- Native name: মোহাম্মদ শাওকাত ইমাম
- Born: 20 May 1961 Tangail, East Pakistan, Pakistan
- Died: 25 February 2009 (aged 47) Pilkhana, Dhaka, Bangladesh
- Cause of death: Assassination
- Allegiance: Bangladesh
- Branch: Bangladesh Army Bangladesh Rifles
- Service years: 1984–2009
- Rank: Colonel
- Unit: Regiment of Artillery
- Commands: Sector Commander of BDR; CO of 5th Air Defence Artillery Regiment; CO of 23rd Rifles Battalion;
- Conflicts: UNAMSIL Bangladesh Rifles Revolt †
- Education: Military Training Bangladesh Military Academy
- Spouse: Nuzhat Ahsan
- Children: 1

= Mohammad Shawkat Imam =

Bangladesh Army colonel (1961–2009)

Mohammad Shawkat Imam was a colonel in the Bangladesh Army.

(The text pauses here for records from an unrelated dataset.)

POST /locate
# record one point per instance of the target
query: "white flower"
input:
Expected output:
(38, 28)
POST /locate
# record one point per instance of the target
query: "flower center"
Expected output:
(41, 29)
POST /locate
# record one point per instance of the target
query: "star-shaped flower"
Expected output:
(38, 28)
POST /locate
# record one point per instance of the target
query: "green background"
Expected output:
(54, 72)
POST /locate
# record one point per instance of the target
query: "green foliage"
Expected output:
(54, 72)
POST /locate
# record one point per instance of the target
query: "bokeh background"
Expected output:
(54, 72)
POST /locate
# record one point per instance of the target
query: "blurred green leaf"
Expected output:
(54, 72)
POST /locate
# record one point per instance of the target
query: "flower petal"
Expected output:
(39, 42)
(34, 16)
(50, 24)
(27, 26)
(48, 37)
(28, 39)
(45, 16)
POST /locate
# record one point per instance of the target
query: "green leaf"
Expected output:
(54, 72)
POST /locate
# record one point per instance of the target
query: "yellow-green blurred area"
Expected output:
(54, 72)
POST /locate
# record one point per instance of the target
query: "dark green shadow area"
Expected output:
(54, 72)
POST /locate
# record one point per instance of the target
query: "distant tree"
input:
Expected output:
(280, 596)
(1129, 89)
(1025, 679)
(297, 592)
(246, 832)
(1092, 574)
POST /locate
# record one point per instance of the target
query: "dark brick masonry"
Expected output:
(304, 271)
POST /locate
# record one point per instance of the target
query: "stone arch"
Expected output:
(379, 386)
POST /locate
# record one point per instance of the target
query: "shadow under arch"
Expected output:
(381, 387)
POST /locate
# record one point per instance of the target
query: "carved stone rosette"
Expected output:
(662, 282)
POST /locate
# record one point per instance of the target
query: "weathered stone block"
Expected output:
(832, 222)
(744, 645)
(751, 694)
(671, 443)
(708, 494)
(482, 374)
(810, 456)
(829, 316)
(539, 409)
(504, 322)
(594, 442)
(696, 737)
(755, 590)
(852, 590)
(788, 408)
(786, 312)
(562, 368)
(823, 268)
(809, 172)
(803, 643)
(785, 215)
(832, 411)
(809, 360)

He held numerous posts, including commander of UN peacekeeping operations. He was the sector commander of Bangladesh Rifles in Teknaf when he was killed in the 2009 Bangladesh Rifles Mutiny.

==Early life==
Imam was born on 20 May 1961, in Tangail, East Pakistan (now Bangladesh).

==Career==
Imam completed the Bangladesh Public Service Commission course. He served as commander of the Bangladesh Rifles battalion 23. After the pro-democracy protests in Myanmar in 2007, the Junta deported Bangladeshi monks. Colonel Shawkat Imam was in charge of the area at the time. Colonel Sakhawat was the Bangladesh Rifles (BDR) sector commander of Khagrachhari.

==Personal life==
Imam married Nuzhat Ahsan, and had one daughter, Sumera Azreen.

==Death==
Imam was killed in the 2009 Bangladesh Rifles Mutiny. He was buried with full state honours along with the other officers killed in the mutiny at the National Parade Square. Imam was buried in the Bangladesh Army Graveyard in Banani, Dhaka on 2 March 2009.